To incorporate new evidence about treatments for heart valve disease, the American College of Cardiology and American Heart Association have released the 2020 ACC/AHA Guideline for the Management of Patients With Valvular Heart Disease.
The new guideline, written by a team of experts, replaces the 2014 guideline and 2017 focused update.
Heart valve disease includes a range of conditions that occur when any of the heart’s four valves don’t work properly. Most heart valve problems involve the aortic and mitral valves. Common problems include when a valve can’t open wide
enough to let blood through (stenosis) or can’t close tightly enough to prevent blood from flowing back into the heart (regurgitation). Some problems, such as aortic stenosis, usually develop later in life as people age. At the same time, people
can be born with valve problems.
With heart valve disease, the heart must work harder and may not be able to pump enough blood out to the rest of the body. As a result, people can experience shortness of breath, unusual fatigue, dizziness, or swelling in ankles, feet, or belly. If heart
valve disease isn’t treated, it can get worse over time and lead to heart failure or even death.

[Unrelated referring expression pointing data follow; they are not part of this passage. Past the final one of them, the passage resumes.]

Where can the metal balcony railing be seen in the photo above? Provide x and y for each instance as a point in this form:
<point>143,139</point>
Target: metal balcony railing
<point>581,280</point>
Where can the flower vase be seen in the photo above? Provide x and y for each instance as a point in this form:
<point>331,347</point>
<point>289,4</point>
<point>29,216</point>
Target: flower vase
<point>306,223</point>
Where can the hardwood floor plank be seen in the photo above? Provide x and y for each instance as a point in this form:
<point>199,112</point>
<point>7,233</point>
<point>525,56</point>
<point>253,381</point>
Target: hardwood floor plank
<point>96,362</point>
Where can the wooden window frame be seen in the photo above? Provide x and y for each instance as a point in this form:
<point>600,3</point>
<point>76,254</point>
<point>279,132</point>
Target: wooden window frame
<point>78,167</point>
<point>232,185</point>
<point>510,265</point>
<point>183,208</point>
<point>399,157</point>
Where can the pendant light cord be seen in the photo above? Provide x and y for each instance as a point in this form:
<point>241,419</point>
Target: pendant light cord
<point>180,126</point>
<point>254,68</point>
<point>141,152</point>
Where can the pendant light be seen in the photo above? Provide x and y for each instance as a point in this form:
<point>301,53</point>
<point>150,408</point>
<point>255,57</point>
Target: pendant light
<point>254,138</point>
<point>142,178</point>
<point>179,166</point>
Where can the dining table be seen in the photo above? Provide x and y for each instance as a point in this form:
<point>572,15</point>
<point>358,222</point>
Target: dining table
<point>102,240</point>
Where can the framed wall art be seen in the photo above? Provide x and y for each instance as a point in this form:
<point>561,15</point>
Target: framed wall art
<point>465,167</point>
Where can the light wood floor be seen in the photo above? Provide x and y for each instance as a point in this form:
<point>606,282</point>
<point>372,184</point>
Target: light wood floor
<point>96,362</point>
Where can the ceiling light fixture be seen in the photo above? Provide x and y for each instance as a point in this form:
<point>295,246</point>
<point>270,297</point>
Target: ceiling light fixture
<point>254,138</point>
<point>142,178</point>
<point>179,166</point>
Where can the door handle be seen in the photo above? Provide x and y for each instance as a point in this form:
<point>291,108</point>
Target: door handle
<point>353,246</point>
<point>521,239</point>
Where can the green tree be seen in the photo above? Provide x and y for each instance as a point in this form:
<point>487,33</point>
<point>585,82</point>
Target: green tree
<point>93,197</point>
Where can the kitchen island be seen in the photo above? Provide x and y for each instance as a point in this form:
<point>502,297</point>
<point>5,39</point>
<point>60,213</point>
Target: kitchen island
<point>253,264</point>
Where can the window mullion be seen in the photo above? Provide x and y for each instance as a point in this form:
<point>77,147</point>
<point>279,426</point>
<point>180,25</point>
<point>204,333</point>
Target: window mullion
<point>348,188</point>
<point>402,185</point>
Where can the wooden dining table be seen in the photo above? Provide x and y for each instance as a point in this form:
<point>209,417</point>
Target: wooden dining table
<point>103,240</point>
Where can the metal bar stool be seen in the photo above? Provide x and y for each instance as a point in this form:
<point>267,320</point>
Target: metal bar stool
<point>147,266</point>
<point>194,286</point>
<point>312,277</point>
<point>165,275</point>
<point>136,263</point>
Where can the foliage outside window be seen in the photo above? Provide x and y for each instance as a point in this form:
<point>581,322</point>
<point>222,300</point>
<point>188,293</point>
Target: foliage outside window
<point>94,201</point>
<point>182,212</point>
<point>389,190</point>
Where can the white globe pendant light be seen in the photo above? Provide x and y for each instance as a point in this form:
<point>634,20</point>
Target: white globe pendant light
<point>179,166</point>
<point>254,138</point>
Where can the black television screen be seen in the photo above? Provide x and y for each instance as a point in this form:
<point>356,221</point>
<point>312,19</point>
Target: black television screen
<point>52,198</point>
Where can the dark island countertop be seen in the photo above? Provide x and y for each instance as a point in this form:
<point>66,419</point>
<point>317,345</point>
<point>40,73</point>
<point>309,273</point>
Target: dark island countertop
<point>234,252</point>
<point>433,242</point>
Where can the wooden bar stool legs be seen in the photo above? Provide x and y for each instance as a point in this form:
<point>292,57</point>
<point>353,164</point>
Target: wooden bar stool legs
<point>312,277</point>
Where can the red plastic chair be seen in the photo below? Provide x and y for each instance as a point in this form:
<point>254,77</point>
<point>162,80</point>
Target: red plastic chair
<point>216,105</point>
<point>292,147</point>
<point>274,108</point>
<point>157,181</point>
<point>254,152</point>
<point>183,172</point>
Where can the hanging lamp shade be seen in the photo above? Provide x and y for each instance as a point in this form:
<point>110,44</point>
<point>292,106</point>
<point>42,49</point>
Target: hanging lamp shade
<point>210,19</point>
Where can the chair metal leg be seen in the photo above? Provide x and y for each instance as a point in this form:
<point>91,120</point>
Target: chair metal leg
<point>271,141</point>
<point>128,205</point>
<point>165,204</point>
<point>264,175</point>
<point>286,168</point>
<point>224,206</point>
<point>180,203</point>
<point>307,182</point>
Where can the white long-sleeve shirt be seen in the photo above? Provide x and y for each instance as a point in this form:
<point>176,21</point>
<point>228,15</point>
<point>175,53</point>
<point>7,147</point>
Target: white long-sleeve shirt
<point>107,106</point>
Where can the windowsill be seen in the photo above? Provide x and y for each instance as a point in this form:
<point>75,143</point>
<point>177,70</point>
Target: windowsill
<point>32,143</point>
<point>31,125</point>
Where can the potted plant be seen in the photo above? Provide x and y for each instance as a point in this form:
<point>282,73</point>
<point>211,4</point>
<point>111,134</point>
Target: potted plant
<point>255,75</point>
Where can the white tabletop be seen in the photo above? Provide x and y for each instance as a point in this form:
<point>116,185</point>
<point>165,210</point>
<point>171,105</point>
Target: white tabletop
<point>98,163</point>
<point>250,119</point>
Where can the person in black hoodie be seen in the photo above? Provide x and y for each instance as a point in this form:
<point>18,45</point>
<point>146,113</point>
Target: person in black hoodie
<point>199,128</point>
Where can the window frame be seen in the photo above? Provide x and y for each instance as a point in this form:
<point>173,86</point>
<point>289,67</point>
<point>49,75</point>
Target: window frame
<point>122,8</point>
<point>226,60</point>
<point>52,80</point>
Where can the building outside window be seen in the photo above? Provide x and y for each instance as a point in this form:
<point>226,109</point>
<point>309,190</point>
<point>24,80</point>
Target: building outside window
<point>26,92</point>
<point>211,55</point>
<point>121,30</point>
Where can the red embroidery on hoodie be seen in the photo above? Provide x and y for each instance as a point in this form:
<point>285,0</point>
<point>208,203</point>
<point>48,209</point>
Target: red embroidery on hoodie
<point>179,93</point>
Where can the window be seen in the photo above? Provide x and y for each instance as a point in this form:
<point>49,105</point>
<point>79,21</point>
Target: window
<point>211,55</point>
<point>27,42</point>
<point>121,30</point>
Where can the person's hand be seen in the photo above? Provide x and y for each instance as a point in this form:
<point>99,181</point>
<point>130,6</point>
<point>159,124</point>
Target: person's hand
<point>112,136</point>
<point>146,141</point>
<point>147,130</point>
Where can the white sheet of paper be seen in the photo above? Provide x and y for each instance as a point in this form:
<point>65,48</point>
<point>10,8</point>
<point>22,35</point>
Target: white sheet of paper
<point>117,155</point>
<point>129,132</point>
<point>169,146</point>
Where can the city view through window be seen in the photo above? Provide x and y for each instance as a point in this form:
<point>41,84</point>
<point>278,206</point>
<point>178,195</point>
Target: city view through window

The management of heart valve disease continues to evolve thanks to ongoing research. Here are key points from the latest recommendations.
If you have severe aortic stenosis, you may need to decide whether to fix your valve. The new guideline
expands the use of transcatheter aortic valve replacement, or TAVR, to more patients. This less invasive procedure to replace an aortic valve is also referred to as transcatheter aortic valve implantation, or TAVI.
Not too long ago, surgery usually was considered the best option for valve replacement. But based on growing evidence and recent clinical trials that included patients (mean age in the mid-70s) who had low-to-intermediate surgical risk, TAVR may now also
be considered for some people who have a low surgical risk.
Besides picking the method for valve replacement (TAVR or surgery), another important choice involves what type of valve to use (mechanical or bioprosthetic). The main concerns about replacement valves focus on how long they will last, and the medications needed to prevent dangerous blood clots.
These choices involve many factors, and sometimes the path forward is unclear. The guideline encourages engaging patients in these treatment considerations via shared decision-making.
Such discussions allow patients the chance to share their goals and concerns. Also, in-depth conversations between patients and their care team will help ensure a full understanding of valve types and replacement options, including the risks and benefits
of each one, or the possibility that another surgery or procedure might be needed. These steps will help ensure that each patient receives the treatment that is right for them.
Another update involves the use of valve replacement in patients with mitral regurgitation (MR). Until recently, the main treatment options for MR involved medication or open-heart surgery. A new, less invasive procedure is now considered reasonable for some patients.
Mitral regurgitation falls into two categories: primary MR (degenerative) caused
by a problem with the mitral valve itself; and secondary MR (functional) caused by a problem with the left bottom chamber, or ventricle, of the heart.
The less-invasive procedure—a percutaneous edge-to-edge mitral repair—can be considered reasonable in patients with primary MR and for some patients with secondary MR who have severe symptoms and are being treated with medication for heart
After more research, recommendations now cover the use of non-vitamin K oral anticoagulants (blood thinners also known as NOACs) in patients with heart valve disease and atrial fibrillation. NOACs have been shown to be an effective option to traditional
blood thinners with a vitamin K antagonist (warfarin).
The guideline recommends engaging in shared decision-making based on a CHA2DS2-VASC score, which is a tool used to predict the chances someone with atrial fibrillation will have a stroke. Note:
This recommendation does not apply to patients with rheumatic mitral stenosis or who have a mechanical heart valve.
A multidisciplinary team approach helps provide heart valve patients with the best possible care. Patients with heart valve disease should have a team of health care providers who work together to help manage their condition. It also is reasonable for
certain patients to seek care at a specialized center, such as patients who have severe heart valve disease but no symptoms or patients who might benefit from valve repair vs. replacement.
Partners in Care
As the treatment options for patients continue to change, the partnership between patients and their clinicians becomes even more important. Shared decision-making can help patients
weigh treatment options when the path forward is not clear. Today, less invasive treatments are becoming more common. Future research may uncover ways to prevent heart valve disease or slow its progression.